Sérgio
Moro, o juiz de Curitiba que tem o futuro do Brasil nas mãos
O
juiz federal do Paraná responsável pela investigação judicial ao
esquema de corrupção em torno da Petrobras já tem grupos de fãs,
mas insiste em manter-se discreto. E determinado
Rita Siza / 9-8-2015
/ PÚBLICO
Ano e meio depois
de ter saltado para a ribalta mediática, enquanto principal
responsável pela investigação judicial ao esquema de corrupção
em torno da Petrobras conhecida como Lava Jato, o juiz federal do
Paraná, Sérgio Moro, já se acostumou às manifestações
espontâneas de apoio e incentivo. Moro é frequentemente aplaudido
na rua, quando vai a restaurantes, no supermercado e em salas de
embarque de aeroportos. “Só quero agradecer-lhe tudo o que tem
feito e mostrar-lhe que estou com ele, contra tudo isso que está
acontecendo”, explicava aos jornalistas a dentista de 50 anos
Cristiane Polo, depois de abordar o juiz numa livraria de São Paulo.
Aos 42 anos de
idade, Sérgio Fernando Moro, um dos maiores especialistas em crimes
financeiros e de colarinho branco no sistema judicial do país, está
transformado, aos olhos da opinião pública brasileira, no rosto do
combate à corrupção, uma espécie de cruzado, um herói improvável
da mesma casta do juiz britânico William Erle, o procurador
norteamericano Eliot Ness ou o italiano Francesco Borrelli, entre
outras personagens da galeria de famosos intocáveis e insubornáveis
que não se amedrontam perante o crime organizado, o dinheiro ou o
poder. A sua acção, interpretam os analistas, oferece uma réstia
de esperança a uma população desconfiada e desiludida com as suas
instituições, mas que não quer desistir nem deixar de acreditar no
slogan do Brasil do futuro.
Segundo escrevia na
sua edição de 4 de Julho a revista Época, Sérgio Moro, um juiz de
primeira instância, é actualmente o homem mais poderoso — e
seguramente o mais temido — do país. “Nenhum gabinete concentra
tanto poder neste momento no Brasil quanto aquele no 2.º andar da
Avenida Garibaldi, 888. É de lá que despacha Sérgio Moro, o
cérebro e centro moral da Lava Jato. A operação, na verdade,
envolve dezenas de procuradores da República, delegados e agentes da
Polícia Federal, equipes na Procuradoria-Geral da República, em
Brasília, além do juiz do Supremo Teori Zavascki.
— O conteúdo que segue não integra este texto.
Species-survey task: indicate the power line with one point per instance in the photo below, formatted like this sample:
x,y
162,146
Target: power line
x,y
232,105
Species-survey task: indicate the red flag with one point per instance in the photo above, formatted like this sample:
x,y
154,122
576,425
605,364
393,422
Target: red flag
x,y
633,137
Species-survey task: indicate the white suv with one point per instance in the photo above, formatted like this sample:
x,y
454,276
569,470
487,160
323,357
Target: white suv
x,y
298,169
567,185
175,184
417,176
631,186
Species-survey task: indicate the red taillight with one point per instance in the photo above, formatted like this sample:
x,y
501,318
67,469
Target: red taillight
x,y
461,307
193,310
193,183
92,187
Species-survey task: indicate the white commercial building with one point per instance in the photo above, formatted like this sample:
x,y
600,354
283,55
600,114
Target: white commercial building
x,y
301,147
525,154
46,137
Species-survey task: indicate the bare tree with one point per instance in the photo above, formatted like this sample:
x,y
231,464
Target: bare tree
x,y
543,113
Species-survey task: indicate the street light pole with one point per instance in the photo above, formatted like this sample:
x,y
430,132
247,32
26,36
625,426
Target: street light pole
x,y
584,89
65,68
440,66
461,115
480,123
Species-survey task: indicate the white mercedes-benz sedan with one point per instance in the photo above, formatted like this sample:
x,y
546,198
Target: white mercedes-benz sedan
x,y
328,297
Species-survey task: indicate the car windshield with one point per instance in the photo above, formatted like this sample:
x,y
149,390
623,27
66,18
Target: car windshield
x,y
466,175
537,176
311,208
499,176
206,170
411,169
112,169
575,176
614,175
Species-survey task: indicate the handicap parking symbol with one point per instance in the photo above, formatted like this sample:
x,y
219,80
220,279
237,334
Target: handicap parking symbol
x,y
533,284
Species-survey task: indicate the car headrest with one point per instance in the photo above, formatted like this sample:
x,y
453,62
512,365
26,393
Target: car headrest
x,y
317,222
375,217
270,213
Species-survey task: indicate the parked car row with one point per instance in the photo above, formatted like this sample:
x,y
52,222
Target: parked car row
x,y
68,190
Todos têm poder
para definir, em alguma medida, os rumos das centenas — isso,
centenas — de casos de corrupção investigados na Lava Jato.
Alguns casos tramitam em Brasília, aqueles que envolvem políticos
com foro no Supremo. Mas a maioria fica em Curitiba e de lá não
sai”, assinala a revista.
Como líder máximo
da investigação, cabe a Sérgio Moro definir a estratégia e tomar
as decisões mais relevantes para conduzir o processo até ao chamado
“bom termo”. A investigação inicial, que arrancou em Março de
2014 com a vigilância da actividade suspeita de uma bomba de
gasolina detida por um “doleiro” (alguém que se encarrega de
transferir divisas sem registo no fisco) do Paraná, revelou um
esquema de corrupção horizontal em torno da petrolífera estatal, e
que se “alimentava” de dirigentes políticos, funcionários
públicos, grandes empresários e diversos agentes, uma multidão de
corruptores e corruptos que só da Petrobras desviaram mais de cinco
mil milhões de euros.
Moro e a sua equipa
continuam a desenrolar um novelo aparentemente interminável de
crimes, ilegalidades e cumplicidades ilícitas, num escândalo que
abala os fundamentos do sistema político e económico do Brasil. As
acusações e as suspeitas recaem sobre algumas das figuras mais
proeminentes do Partido dos Trabalhadores e outros integrantes da
base aliada do Governo, os administradores das maiores empresas
públicas e de dezenas de construtoras de projecção internacional.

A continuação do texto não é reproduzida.